The odd silence is broken by the sound of her husband’s shotgun firing in the carport. Autopsy will reveal it the head wound was self-inflicted.
by Anonymous | reply 70 | November 25, 2022 2:10 AM |
I'm that first blowjob someone gets down in the rec room and it ain't from Aunt Jo.
by Anonymous | reply 71 | November 25, 2022 2:19 AM |
I'm old ass drunk Aunt Jilly lamenting through copious tears the same old story of how your Grandma fucked the love of my life 50 years ago, destroying forever the most important relationship of my life! SO WHAT IF WE HAD ONLY BEEN TOGETHER FOR THREE WEEKS! The only one paying attention to me is the family Boxer who greedily eyes the big turkey leg I'm asent mindedly waving around as I relate this great tragedy. Though not in appearance, I still remind everyone if Eunice of "Mamas Family" in demeanor.
by Anonymous | reply 72 | November 25, 2022 3:21 AM |
R69 I’m also the smug sister in law who’s always high on marijuana oil. That processed ingestible is magically ok.
by Anonymous | reply 73 | November 25, 2022 3:41 AM |
I'm the poop in the toilet. Someone forget to flush....
by Anonymous | reply 74 | November 25, 2022 3:51 AM |
I'm the deadly silent acrid turkey farts haunting the living room. The entire house will need an exorcism after the guests depart.
by Anonymous | reply 75 | November 25, 2022 3:51 AM |
I am the mom that right after dinner demands that all her grown kids go up in the attic and pull all the Christmas decorations down, resulting in the fat slob brother putting his foot through the ceiling of the hallway and the others being relegated to sorting and untangling miles of ancient lights for both inside and outside.
by Anonymous | reply 76 | November 25, 2022 4:05 AM |
I'm the text R77 got from today's hosts stating they tested positive for Covid and the dinner is cancelled, leaving R77 and other guests alone and too late to make other plans. Seriously. This happened.
by Anonymous | reply 77 | November 25, 2022 4:24 AM |
That sucks, R77, but much better than getting a text tomorrow informing you that you were exposed to Covid after spending several hours in close contact with your hosts.
by Anonymous | reply 78 | November 25, 2022 4:42 AM |
That is true.
by Anonymous | reply 79 | November 25, 2022 4:42 AM |
'I thought I'd try a new recipe for the stuffing this year.'
by Anonymous | reply 80 | November 25, 2022 4:57 AM |
"We're doing a vegan Thanksgiving this year."

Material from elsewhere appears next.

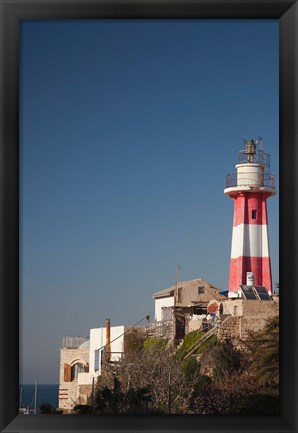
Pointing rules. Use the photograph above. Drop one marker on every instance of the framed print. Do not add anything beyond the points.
(120, 123)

by Anonymous | reply 81 | November 25, 2022 6:02 AM |
“I told you I can’t eat gluten! Aunt Barb needs to get out of the bathroom! You fucking made me sick, ma!”
by Anonymous | reply 82 | November 25, 2022 6:10 AM |
“Yes, the coffee is decaffeinated. How did you guess?”
by Anonymous | reply 83 | November 25, 2022 6:16 AM |
"Are these rolls store bought?"
by Anonymous | reply 84 | November 25, 2022 8:54 AM |
I'm the sad realization that no one keeps a plunger in their bathroom.
by Anonymous | reply 85 | November 25, 2022 8:57 AM |
I’m the Native Americans.
by Anonymous | reply 86 | November 25, 2022 12:26 PM |
I had a terrible Thanksgiving.
by Anonymous | reply 87 | November 25, 2022 1:11 PM |
I am the Uncle who is singing all the songs to White Christmas in real-time and still getting the lyrics wrong. I sing along with it but in more of a hum.
by Anonymous | reply 88 | November 25, 2022 1:25 PM |
I'm the mother-in-law to the lady of the house passively/aggressively talking shit from the time I walk through the front door, through dinner, and as I'm leaving. "Oh, Diane! I'd have come and helped you clean the house before everyone came. Why didn't you call me?" - "In all the years I cooked for Frank and the kids, I NEVER served store bought ANYTHING! Go on, Timmy. Eat your pie. Gammie will make you a real one when you come and stay!" - "Thanks for having me again, Diane! It's so nice to eat with women who have hearty appetites. I love it that you're so confident in yourself!"